Financial literacy is important for students as they navigate life after high school and learn how to make successful decisions

3 thoughtful tips to help students design their futures


Financial literacy is important for students as they navigate life after high school and learn how to make successful decisions

Here are few tips on how I help my students pave their personal roadmap:

  1. Encourage students to explore all of the possibilities

When talking to students about post-high school plans, be sure to help them consider a diverse set of options. In the “Weighing Your Career Options” unit, students discover how to discern between a job and a career, and which path is best for them.

With an array of well-researched resources, students discover the tradeoffs of a 2- and 4-year college, as well as vocational programs, apprenticeships, and even military service. Students can effectively answer questions like: what education and/or training will I need to achieve my personal career goals?

It is important to recognize and reinforce that many worthwhile careers do not require a 4-year college degree. Consideration should be given to all forms of licensure, higher education, and training.

  1. Connect learning to the real world

Whether it is potential earnings, job availability, or educational requirements, every career has evolving needs. Help students set achievable goals and turn plans into action by connecting their existing skills and passions outside the classroom. Dig into high-level questions to get their gears going, like:
• How does education and training impact how much money I will earn in the future?
• Which career is right for me?
• What will the future of this career look like?
• What training or education do I need to make my goals become reality?
• How do I make informed financial decisions?

Expanding their horizons helps build purpose and connection, while keeping their natural curiosities ignited. Connecting learning to the real-world means students are drafting dreams in real time and executing goals in thoughtful and productive ways.

You don’t have to do it alone: the self-paced module series helps answer tough questions with in-depth research, ready-to-use resources, and thought-provoking questions. Within each of the eight units are 5 self-paced modules directing the students through learning, as well as supplemental educator supports and family content.

  1. Engage the village

The old African adage of “it takes a village to raise a child” is as true as ever.
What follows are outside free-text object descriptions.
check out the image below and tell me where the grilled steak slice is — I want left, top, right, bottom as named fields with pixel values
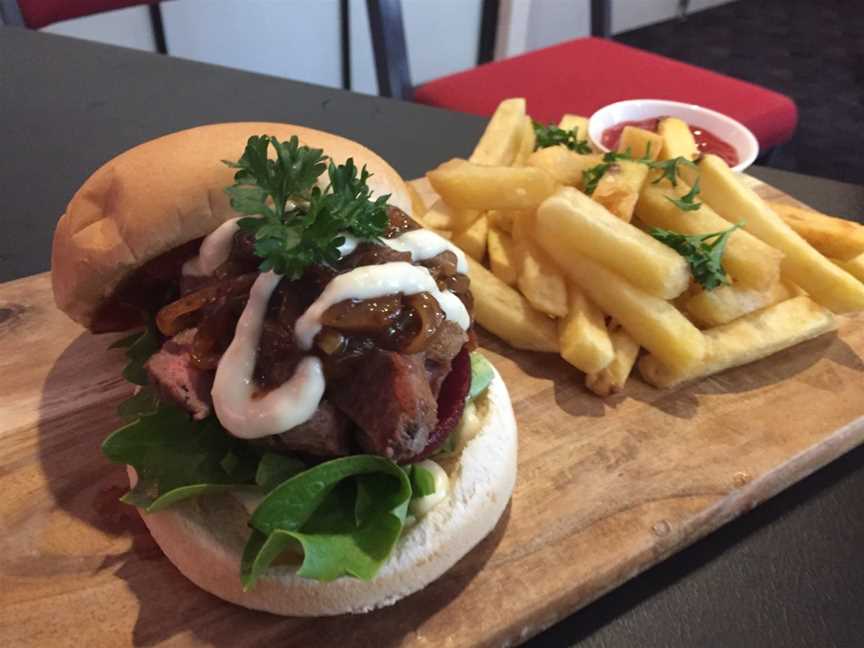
left=328, top=349, right=438, bottom=462
left=259, top=400, right=353, bottom=457
left=424, top=321, right=468, bottom=396
left=145, top=329, right=214, bottom=420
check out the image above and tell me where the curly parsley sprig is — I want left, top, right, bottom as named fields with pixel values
left=532, top=120, right=592, bottom=154
left=224, top=135, right=390, bottom=279
left=650, top=222, right=742, bottom=290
Families play one of the most important roles in helping to mold their children’s money habits. They serve as role models for financial behavior and can encourage their children to develop good financial habits.

Help make a lasting educational impact by connecting what students learn in school with what they see at home. The learning units offer family connection tips and insights. From conversation starters, to information about insurance, credit, and loans, the units support students as they explore the many facets of financial responsibility.

Some of the tips include:
• Making finances visible: Nowadays many financial transactions happen without children being aware of them. If your paycheck is automatically deposited and/or your bills are paid online, your child may not recognize that these are happening. Share a recent bill with your child and discuss how it is paid. Talk about where your income goes.
• Setting family financial goals and tracking the progress: Perhaps your family wishes to pay off a debt or save for a big expense such as a vacation, new car, or fun experience. Discuss your family goal and provide regular updates about progress. If setbacks occur, address them and talk about how to get back on track.
• Reframing the message: Instead of saying, “We can’t afford that,” try, “That is not something we choose to use our money for” or “That is something we will need to save money to purchase.” Doing so places the emphasis on the financial choice rather than the availability of money.
• Allowing your child to make mistakes with their money: Some of the best lessons are learned from making poor choices and living with the consequences. Use these as teachable moments and discuss what can be learned and how he or she can make a better choice the next time.
• Admitting your own limitations: It is okay if you are still learning to have good money habits yourself or there are financial concepts you don’t understand. It’s a perfect opportunity to learn together, and to bond, with your teen.

Above all, give students the resources they need to feel empowered to define their own goals and make their dreams come true. By encouraging them to consider financial literacy early, you can play a major role in helping students can go out into the world on a pathway of success.